Along with the Direcció General de Turisme's development plan, the department of Territori i Sostenibilitat is working with the sector on urban regulations for enoturism to put an end to the administrative obstacles that hinder development of wine-related activities.

The plan, to be approved this autumn, will be executive in character and will supersede local regulations. The sector has been calling for such a measure for years.

It is hoped the plan will allow the development of hotels, retail, museums and restaurants in wine growing areas. While it is not the main aim, “it is not ruled out” allowing certain areas to modify the classification of land in order to develop it, says Josep Armengol, deputy director general of the Generalitat's urban planning department. The plan will also regulate the maximum occupancy and size of facilities.

The plan will be “flexible” and in its implementation will be tailored to the necessities of each area: “It has to be in balance with the surroundings. We do not want disproportionate tourist projects,” says Joan Carles Garcia, president of the Consell Comarcal del Priorat. In order to achieve this balance, the department of Territori i Sostenibilitat has decided to unite 135 areas in different municipalities around the country. The idea is that by 2016, when the plan will be definitively approved, the municipalities covered will share the same regulations. / a.g.

Wine producers welcome more promotion and unity

Wine producers and vendors have generally welcomed the Generalitat's decision to prioritise wine tourism with its own global promotion and development plan.

“The more players we have working on the promotion of the product, the better off we are. In my opinion, it is a very positive thing,” says Sandra Molas, head of enotourism at the Torres company, who adds that what is truly important at this stage is “everyone pulling in the same direction” in creating a tourist product that is competitive around the world.

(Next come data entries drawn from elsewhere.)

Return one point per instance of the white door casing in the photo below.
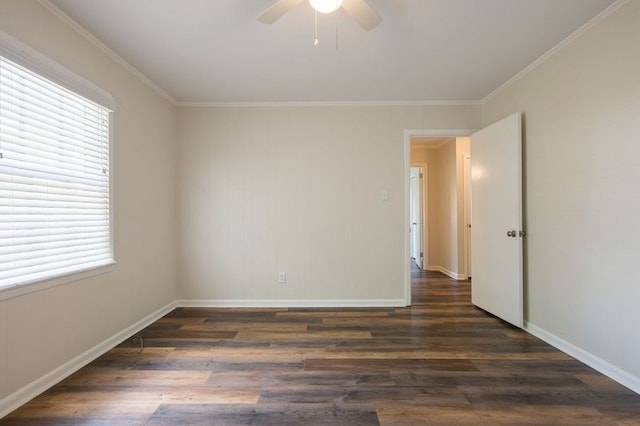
(496, 247)
(417, 214)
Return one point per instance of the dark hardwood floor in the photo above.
(439, 362)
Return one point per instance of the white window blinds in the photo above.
(54, 179)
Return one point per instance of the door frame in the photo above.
(467, 213)
(408, 134)
(424, 211)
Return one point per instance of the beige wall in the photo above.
(270, 189)
(582, 170)
(42, 330)
(463, 149)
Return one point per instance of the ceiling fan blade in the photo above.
(362, 13)
(276, 10)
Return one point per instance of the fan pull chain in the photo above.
(337, 20)
(315, 42)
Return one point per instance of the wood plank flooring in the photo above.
(440, 362)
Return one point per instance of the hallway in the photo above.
(442, 361)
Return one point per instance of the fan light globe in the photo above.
(325, 6)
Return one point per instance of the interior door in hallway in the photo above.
(496, 246)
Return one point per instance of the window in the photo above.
(55, 216)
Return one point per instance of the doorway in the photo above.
(417, 210)
(410, 243)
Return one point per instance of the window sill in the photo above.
(10, 292)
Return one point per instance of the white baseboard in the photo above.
(35, 388)
(447, 272)
(292, 303)
(623, 377)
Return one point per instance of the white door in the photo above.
(416, 189)
(496, 248)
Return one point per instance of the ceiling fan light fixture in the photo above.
(325, 6)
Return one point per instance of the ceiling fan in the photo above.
(357, 9)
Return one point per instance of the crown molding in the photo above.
(326, 104)
(100, 45)
(545, 56)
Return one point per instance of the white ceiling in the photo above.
(215, 51)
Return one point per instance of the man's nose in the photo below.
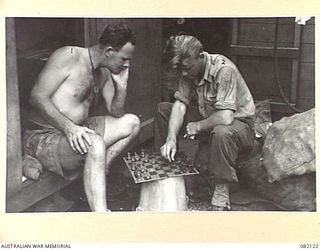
(184, 73)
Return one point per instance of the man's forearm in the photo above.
(223, 117)
(176, 120)
(118, 102)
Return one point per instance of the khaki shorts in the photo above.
(44, 143)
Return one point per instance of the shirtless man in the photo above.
(60, 133)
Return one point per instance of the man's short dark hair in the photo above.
(116, 35)
(181, 47)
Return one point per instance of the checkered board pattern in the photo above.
(151, 167)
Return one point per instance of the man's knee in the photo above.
(97, 148)
(221, 132)
(132, 123)
(164, 108)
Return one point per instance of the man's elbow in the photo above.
(35, 98)
(180, 107)
(228, 118)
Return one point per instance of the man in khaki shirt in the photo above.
(223, 116)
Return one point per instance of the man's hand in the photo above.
(76, 136)
(169, 149)
(192, 129)
(121, 79)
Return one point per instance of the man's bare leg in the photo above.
(94, 175)
(124, 130)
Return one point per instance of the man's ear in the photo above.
(109, 51)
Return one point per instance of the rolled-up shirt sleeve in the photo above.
(226, 89)
(183, 94)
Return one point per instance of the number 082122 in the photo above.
(309, 246)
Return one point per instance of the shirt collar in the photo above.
(207, 70)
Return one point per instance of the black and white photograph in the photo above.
(172, 114)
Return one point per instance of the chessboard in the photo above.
(146, 167)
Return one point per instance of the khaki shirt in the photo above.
(222, 87)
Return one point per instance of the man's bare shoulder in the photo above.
(105, 75)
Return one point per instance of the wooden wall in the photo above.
(253, 41)
(306, 87)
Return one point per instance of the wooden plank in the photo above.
(308, 53)
(266, 32)
(14, 155)
(264, 44)
(308, 34)
(307, 72)
(306, 89)
(241, 50)
(234, 36)
(305, 104)
(295, 64)
(34, 191)
(269, 20)
(258, 73)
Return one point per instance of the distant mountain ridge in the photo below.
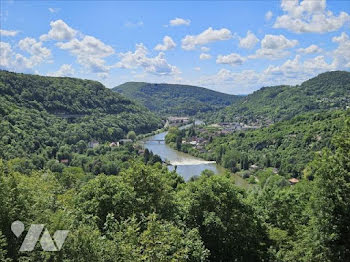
(30, 106)
(330, 90)
(173, 99)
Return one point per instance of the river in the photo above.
(187, 165)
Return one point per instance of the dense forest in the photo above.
(39, 115)
(287, 145)
(171, 99)
(329, 90)
(61, 166)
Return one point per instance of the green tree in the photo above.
(131, 135)
(228, 226)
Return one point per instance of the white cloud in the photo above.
(64, 70)
(133, 24)
(210, 35)
(168, 44)
(341, 54)
(138, 59)
(277, 42)
(312, 49)
(34, 48)
(273, 47)
(290, 72)
(8, 32)
(14, 61)
(90, 53)
(268, 15)
(309, 16)
(249, 41)
(231, 59)
(179, 21)
(204, 56)
(205, 49)
(59, 31)
(54, 10)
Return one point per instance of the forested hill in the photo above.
(40, 114)
(175, 99)
(330, 90)
(62, 95)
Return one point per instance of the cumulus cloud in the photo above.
(168, 44)
(274, 47)
(249, 41)
(309, 16)
(64, 70)
(54, 10)
(34, 48)
(204, 56)
(341, 54)
(133, 24)
(231, 59)
(90, 53)
(277, 42)
(312, 49)
(179, 21)
(268, 15)
(210, 35)
(156, 65)
(17, 62)
(59, 31)
(8, 32)
(205, 49)
(293, 71)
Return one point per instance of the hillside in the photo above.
(329, 90)
(288, 145)
(40, 114)
(174, 99)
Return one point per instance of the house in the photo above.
(293, 181)
(254, 167)
(93, 144)
(64, 161)
(125, 141)
(114, 144)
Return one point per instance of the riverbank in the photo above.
(186, 165)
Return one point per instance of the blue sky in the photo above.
(232, 46)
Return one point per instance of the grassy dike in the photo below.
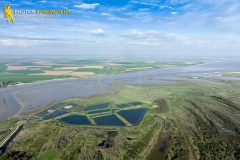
(185, 121)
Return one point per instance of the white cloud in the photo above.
(87, 5)
(98, 32)
(174, 13)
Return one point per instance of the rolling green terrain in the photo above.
(185, 121)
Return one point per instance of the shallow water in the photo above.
(29, 97)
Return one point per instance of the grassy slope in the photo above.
(193, 126)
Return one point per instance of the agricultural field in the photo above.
(190, 120)
(19, 71)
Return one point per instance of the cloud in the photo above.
(153, 4)
(174, 13)
(98, 32)
(87, 5)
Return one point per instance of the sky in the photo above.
(125, 28)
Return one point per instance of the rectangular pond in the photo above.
(124, 105)
(97, 106)
(99, 111)
(109, 120)
(134, 116)
(76, 119)
(135, 103)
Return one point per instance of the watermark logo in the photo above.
(8, 13)
(16, 14)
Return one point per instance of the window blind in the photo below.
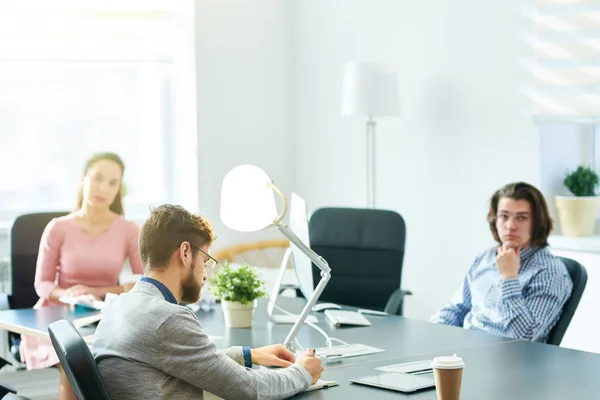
(565, 63)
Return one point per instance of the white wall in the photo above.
(463, 133)
(244, 65)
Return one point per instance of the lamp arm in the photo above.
(325, 276)
(283, 202)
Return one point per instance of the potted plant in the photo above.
(577, 214)
(238, 289)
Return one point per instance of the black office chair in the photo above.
(25, 236)
(365, 250)
(8, 392)
(77, 361)
(578, 275)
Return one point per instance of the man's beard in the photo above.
(190, 288)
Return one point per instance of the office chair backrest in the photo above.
(365, 250)
(77, 361)
(578, 275)
(25, 236)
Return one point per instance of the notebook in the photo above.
(343, 317)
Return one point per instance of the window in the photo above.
(565, 43)
(82, 77)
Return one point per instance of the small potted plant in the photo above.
(238, 290)
(577, 214)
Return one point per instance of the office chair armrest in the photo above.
(395, 304)
(4, 302)
(5, 389)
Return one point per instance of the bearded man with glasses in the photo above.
(148, 346)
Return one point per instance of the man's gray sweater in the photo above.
(149, 348)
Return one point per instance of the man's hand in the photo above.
(273, 356)
(508, 262)
(312, 364)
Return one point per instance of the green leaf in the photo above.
(582, 182)
(242, 284)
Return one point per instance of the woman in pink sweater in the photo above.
(84, 253)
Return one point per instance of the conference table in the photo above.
(495, 367)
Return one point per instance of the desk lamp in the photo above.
(248, 205)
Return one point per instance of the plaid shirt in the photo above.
(526, 307)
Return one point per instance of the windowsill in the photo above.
(589, 244)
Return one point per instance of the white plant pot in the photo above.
(577, 215)
(238, 315)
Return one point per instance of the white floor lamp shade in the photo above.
(371, 90)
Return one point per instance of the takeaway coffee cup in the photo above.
(447, 372)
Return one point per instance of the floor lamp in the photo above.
(371, 90)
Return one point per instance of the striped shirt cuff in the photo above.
(247, 356)
(510, 288)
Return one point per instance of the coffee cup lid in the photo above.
(448, 362)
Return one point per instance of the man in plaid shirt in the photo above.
(518, 288)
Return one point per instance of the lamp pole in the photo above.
(371, 162)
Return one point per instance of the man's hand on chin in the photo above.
(273, 356)
(508, 262)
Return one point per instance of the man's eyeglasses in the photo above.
(519, 218)
(211, 263)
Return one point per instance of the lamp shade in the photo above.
(247, 201)
(371, 89)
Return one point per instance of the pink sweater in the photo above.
(68, 256)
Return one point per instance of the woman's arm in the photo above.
(133, 251)
(48, 262)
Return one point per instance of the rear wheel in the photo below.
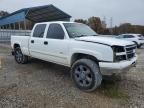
(19, 57)
(86, 74)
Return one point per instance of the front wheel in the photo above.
(19, 57)
(86, 75)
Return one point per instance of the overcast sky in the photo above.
(120, 10)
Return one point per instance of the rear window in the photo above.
(39, 31)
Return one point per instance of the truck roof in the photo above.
(56, 22)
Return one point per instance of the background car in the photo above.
(138, 39)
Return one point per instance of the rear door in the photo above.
(36, 41)
(56, 45)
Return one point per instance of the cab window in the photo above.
(55, 31)
(39, 31)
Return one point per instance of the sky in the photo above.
(121, 11)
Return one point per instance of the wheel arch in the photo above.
(77, 56)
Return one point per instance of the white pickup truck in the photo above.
(75, 45)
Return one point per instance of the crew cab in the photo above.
(138, 39)
(77, 46)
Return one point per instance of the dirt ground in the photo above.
(40, 84)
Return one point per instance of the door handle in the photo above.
(32, 41)
(45, 42)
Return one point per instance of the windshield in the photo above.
(79, 30)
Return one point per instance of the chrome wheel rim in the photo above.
(83, 76)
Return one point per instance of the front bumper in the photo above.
(107, 68)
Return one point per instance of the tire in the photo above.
(138, 46)
(86, 75)
(19, 57)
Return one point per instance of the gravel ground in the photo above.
(40, 84)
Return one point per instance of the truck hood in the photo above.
(105, 40)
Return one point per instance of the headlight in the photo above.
(118, 53)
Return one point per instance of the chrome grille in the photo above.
(130, 51)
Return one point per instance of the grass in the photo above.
(112, 89)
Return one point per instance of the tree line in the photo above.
(100, 27)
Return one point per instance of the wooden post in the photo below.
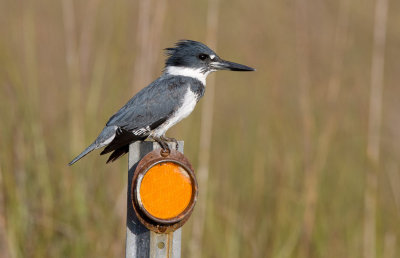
(140, 242)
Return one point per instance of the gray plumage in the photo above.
(163, 103)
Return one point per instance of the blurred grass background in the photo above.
(299, 159)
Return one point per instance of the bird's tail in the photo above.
(83, 154)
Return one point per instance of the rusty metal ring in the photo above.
(151, 222)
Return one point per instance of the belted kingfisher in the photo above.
(163, 103)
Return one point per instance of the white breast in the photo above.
(189, 102)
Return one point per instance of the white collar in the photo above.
(188, 72)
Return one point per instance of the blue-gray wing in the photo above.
(151, 106)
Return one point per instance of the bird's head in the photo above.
(194, 59)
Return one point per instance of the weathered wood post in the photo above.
(140, 241)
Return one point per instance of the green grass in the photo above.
(258, 171)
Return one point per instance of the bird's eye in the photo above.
(203, 56)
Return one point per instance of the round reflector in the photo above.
(164, 190)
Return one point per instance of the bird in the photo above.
(164, 102)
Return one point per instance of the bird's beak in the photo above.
(220, 64)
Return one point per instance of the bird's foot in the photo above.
(163, 143)
(168, 139)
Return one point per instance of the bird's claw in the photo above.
(167, 139)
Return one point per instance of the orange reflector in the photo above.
(166, 190)
(163, 190)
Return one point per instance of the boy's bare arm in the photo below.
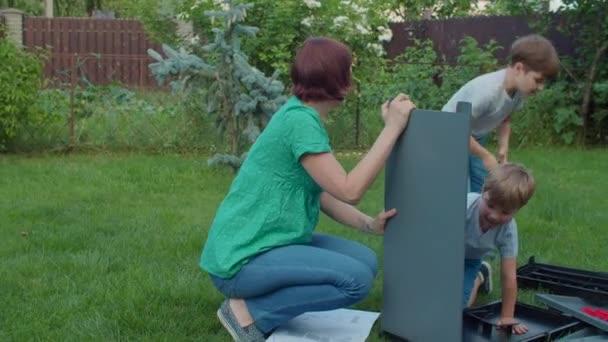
(509, 296)
(503, 132)
(509, 286)
(488, 159)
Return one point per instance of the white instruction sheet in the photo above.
(342, 325)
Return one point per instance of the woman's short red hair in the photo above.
(321, 70)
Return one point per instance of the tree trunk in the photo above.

Bodegues Torres has been offering wine tourism experiences for years –perhaps the most spectacular activity on offer is a helicopter trip over the company's estate. However, there are also smaller companies that have started to explore the area of wine tourism. One of them is the Parés Baltà cellar in Pacs del Penedès, in Alt Penedès, a family firm that specialises in producing organic and bio-dynamic wines.

“Right now, the most important thing is to get the message out to everyone that Penedès is a wine growing centre,”says Josep Cusiné, the cellar's co-director, and who is already working on a unique experience for couples to celebrate Saint Valentine's day: Vi,amor i xocolata.The activity includes a guided visit of the company's facilities and a wine tasting session that includes a variety of select chocolates as well as a free gift.